Aumenti a due cifre per le esportazioni del lattiero-caseario, agli allevatori nemmeno le briciole
Il report provincia per provincia dell’organizzazione sindacale degli agricoltori
Al latte alla stalla riconosciuto un centesimo di aumento, al supermercato +15 centesimi
Vola l’export dei prodotti caseari pugliesi, resta a terra invece il prezzo del latte alla stalla che è all’origine di quel successo senza però raccogliere ‘dividendi’. Dall’autunno dell’anno scorso, si è ulteriormente ampliato il divario tra chi guadagna tanto e chi ha difficoltà a coprire i costi di produzione.

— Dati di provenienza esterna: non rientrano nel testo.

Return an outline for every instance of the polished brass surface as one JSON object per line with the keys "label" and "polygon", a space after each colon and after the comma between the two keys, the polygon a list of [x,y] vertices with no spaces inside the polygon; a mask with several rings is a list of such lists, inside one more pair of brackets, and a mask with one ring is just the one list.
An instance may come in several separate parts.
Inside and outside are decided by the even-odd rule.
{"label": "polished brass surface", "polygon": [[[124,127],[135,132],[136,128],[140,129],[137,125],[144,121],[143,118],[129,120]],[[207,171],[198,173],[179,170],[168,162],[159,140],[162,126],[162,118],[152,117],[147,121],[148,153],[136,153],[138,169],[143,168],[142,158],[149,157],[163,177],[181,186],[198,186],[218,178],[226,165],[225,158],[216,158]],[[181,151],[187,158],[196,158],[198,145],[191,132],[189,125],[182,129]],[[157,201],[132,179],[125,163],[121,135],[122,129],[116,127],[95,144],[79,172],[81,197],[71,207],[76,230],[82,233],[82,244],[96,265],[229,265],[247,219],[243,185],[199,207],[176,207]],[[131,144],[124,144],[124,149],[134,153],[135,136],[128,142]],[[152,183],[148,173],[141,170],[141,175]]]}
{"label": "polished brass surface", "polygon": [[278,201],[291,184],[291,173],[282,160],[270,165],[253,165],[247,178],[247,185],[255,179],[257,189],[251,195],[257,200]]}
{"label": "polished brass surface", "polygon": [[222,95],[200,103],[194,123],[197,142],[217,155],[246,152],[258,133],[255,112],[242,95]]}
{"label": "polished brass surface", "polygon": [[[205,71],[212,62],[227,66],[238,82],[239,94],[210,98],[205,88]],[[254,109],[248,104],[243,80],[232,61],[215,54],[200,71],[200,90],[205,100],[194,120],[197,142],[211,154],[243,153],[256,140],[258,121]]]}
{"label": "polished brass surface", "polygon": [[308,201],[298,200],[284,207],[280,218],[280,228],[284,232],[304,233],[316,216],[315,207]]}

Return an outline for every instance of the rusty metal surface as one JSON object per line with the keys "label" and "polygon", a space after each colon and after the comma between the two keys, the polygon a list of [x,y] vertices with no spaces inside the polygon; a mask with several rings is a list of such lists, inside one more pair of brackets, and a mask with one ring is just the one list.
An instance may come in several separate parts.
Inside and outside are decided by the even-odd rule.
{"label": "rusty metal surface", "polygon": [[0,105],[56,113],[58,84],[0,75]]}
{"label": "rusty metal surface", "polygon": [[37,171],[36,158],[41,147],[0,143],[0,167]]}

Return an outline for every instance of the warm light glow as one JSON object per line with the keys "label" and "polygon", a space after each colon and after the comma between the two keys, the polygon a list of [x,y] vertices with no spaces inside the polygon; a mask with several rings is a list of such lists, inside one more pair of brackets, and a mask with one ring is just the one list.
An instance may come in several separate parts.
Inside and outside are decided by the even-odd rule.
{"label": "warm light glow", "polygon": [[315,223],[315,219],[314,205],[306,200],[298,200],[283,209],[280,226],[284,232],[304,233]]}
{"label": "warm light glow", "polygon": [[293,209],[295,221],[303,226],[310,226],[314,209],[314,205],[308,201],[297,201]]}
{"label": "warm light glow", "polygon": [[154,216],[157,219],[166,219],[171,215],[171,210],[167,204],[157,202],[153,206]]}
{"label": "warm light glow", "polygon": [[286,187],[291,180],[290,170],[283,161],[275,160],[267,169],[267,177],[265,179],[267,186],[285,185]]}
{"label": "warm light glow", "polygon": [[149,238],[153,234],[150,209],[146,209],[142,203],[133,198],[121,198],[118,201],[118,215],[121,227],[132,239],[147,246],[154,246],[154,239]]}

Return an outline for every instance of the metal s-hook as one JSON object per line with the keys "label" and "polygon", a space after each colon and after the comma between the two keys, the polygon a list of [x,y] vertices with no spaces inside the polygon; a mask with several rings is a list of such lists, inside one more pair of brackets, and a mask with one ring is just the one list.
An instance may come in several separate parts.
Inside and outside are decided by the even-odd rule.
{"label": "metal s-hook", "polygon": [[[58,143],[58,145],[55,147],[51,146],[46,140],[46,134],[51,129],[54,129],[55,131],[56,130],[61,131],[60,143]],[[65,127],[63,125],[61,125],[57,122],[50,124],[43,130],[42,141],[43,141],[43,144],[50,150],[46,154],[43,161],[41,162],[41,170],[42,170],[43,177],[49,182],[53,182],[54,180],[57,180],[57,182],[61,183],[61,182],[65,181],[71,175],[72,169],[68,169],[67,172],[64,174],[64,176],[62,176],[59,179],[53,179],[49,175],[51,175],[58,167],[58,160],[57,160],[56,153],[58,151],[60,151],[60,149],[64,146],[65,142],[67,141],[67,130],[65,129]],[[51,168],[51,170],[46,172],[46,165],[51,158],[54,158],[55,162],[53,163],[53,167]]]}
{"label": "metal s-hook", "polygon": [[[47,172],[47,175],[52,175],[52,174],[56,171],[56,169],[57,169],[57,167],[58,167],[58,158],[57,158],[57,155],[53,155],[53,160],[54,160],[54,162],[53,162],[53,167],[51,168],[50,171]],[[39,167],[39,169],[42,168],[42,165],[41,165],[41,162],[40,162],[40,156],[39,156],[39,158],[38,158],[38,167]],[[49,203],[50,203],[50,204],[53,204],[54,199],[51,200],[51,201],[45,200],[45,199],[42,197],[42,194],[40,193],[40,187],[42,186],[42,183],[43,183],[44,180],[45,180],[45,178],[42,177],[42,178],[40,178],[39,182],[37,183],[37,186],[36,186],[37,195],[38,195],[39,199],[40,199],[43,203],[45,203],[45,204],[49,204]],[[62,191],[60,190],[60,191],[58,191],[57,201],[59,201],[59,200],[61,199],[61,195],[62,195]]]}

Al supermercato, a novembre scorso un litro di latte fresco di buona qualità costava 1,65 euro, adesso è ulteriormente aumentato arrivando a toccare anche un euro e ottanta centesimi; lo stesso latte, lo scorso autunno veniva pagato al produttore 40 centesimi e oggi 41: un ‘aumento’ misero, irrilevante, che sa di beffa sia di fronte ai guadagni di trasformatori e Grande Distribuzione sia davanti ai rincari folli dei costi di produzione.
BARI, ALLEVATORI NEL TRITACARNE. Gli accordi, sia quello raggiunto in Puglia sia l’intesa a livello nazionale, sono rimasti lettera morta. Nell’area metropolitana di Bari, gli allevatori si trovano tra l’incudine di prezzi troppo bassi riconosciuti al latte alla stalla e il martello di costi insostenibili su mangimi, energia elettrica, materie prime, carburante.
BRINDISI E TARANTO. Stessa situazione nell’area della Murgia Tarantina e nel Brindisino, proprio laddove la qualità del latte alla stalla raggiunge livelli di assoluta eccellenza, come nella Murgia barese. Di questo passo gli allevatori saranno costretti a chiudere o a contrarre fortemente gli investimenti, e questo naturalmente avrebbe ripercussioni drammatiche sia dal punto di vista economico-occupazionale sia sugli stessi standard qualitativi del prodotto.
FOGGIA E BAT. Sul Gargano, dove si concentra il maggior numero di allevamenti bovini del Foggiano, e nella BAT le cose non vanno meglio. Senza il latte prodotto dagli allevatori non c’è burrata, non ci sono mozzarelle e caciocavallo, la filiera si ferma. A quel latte, al buon latte pugliese, e al lavoro necessario per ottenerlo – dalla nutrizione e cura degli animali alla gestione degli impianti, fino agli stipendi dei dipendenti – deve essere riconosciuto il giusto valore.
SALENTO NELLA MORSA. Soffre degli stessi mali la zootecnia salentina, stretta nella morsa di rincari, prezzi bassi del latte alla stalla e difficoltà aggiuntive dovute a siccità ed eventi climatici estremi degli ultimi mesi. Il protocollo d’intesa regionale, sottoscritto dai rappresentanti di tutta la filiera lo scorso ottobre, aveva generato qualche speranza, ma gli accordi non sono stati rispettati, si specula sulla necessità dei produttori di vendere il prodotto per recuperare almeno in parte le ingenti spese di produzione.
SETTORE COL FIATO CORTO. “La situazione è pressoché la medesima in ciascun territorio della Puglia da cui ci arrivano giornalmente segnalazioni di difficoltà crescenti e drammatiche”, ha dichiarato Raffaele Carrabba, presidente regionale di CIA Agricoltori Italiani della Puglia, l’organizzazione sindacale degli agricoltori che da anni sta lavorando all’aggregazione delle imprese agricole e zootecniche per rafforzarne il potere contrattuale, l’implementazione di filiere complete che accresce il valore aggiunto, l’internazionalizzazione delle aziende. “L’aumento di uno o due centesimi riconosciuto ai produttori è stato ampiamente fagocitato dai rincari molto più consistenti di energia elettrica, gasolio, mangimi, concimi e materie prime. Per andare oltre la sopravvivenza stentata e scongiurare il rischio chiusura, bisogna aiutare le imprese agricole a essere davvero le principali protagoniste di una svolta. I livelli istituzionali, però, devono darci una mano, altrimenti l’impoverimento economico e occupazionale rischia di trasformare la Puglia in un deserto”, ha concluso Carrabba.